20 de agosto de 2010 | 17h23

mundo

Antes que o Mundo Acabe, de Anna Luiza Azevedo, faz parte de uma saudável série – aquela que procura retratar o universo da adolescência de maneira respeitosa. Isto é, evitando tratar os teens de forma pejorativa, como se fossem débeis mentais monossilábicos, sem nada na cabeça além de hormônios e clichês. No filme, a adolescência é um momento de passagem, difícil sim, cheio de assimetrias e complicações, mas o que se vê na tela é gente de carne e osso e não caricaturas unidimensionais.

No caso, o filme desdobra-se em uma dificuldade adicional. Se a fase de passagem para a idade adulta já é cheia de tensão, o que dizer quando o pai do garoto é um fotógrafo que deixou a família para se aventurar em países exóticos? A mãe voltou a se casar e, para felicidade geral da família, o fez com um homem de excelente trato, interpretado por Murilo Grossi. Ele é mais do que um padrasto, é um pai que todo mundo gostaria de ter, compreensivo até mesmo com o porre ocasional do enteado.

A história procura colocar em evidência toda a série de problemas que pode acontecer com um garoto que mora com a mãe numa cidade pequena. Como sair dali para uma vida mais ampla? Como se relacionar com a primeira namorada? O que fazer quando seu melhor amigo (e rival) é acusado de roubo?

Na verdade, todo o trajeto do filme será no sentido da aceitação daquele pai que vive longe e que não passa de um desconhecido para o garoto. Alguém que ele vai descobrindo através de cartas e de fotos. E também pela lembrança da mãe e pelas palavras de um amigo do pai, seu colega nos tempos de início da profissão.
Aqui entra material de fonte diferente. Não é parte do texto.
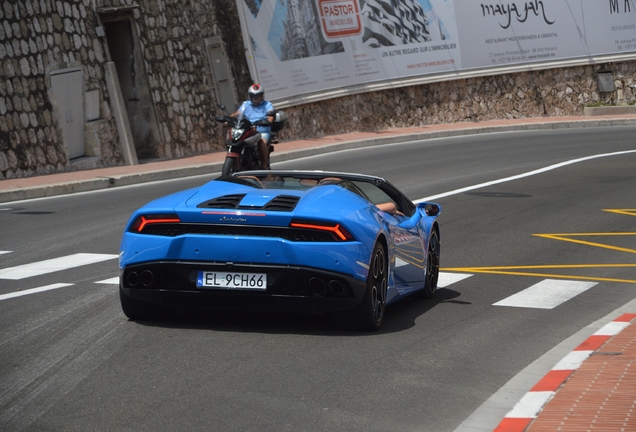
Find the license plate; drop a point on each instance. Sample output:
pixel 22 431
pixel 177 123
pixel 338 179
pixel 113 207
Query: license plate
pixel 232 281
A história toda é banhada de um tom moderno, mas nunca modernoso, um típico filme da Casa de Cinema de Porto Alegre, instituição composta por um grupo de cineastas e produtores que pensam de maneira avançada e tentam fazer um cinema que se pode chamar de progressista. Moderno, pra frente, como se dizia, porém sem ser ideológico ou discursivo. Aposta na abertura das relações humanas, mesmo preservando a estrutura básica da família, mas vendo a organização familiar já em nova configuração, com tudo o que isso comporta de maior liberdade de movimentos e também às vezes de ausência de pontos de referência mais fortes. É nesse sentido que a busca do pai ausente vai se dar. Procura de um porto seguro possível, relativizado, como tudo no mundo contemporâneo.
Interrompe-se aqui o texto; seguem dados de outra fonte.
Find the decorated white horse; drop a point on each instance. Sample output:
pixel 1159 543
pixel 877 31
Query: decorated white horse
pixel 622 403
Antes que o Mundo Acabe encontra um equilíbrio interessante entre a necessidade de contar uma história, com seus pontos de tensão, e a de ser muito agradável de assistir. É filmado no interior gaúcho, em tom luminoso, meio pastoril. Lembra, como citação, uma atmosfera próxima da de François Truffaut – se este tivesse filmado seu Jules e Jim com atores adolescentes e não com adultos.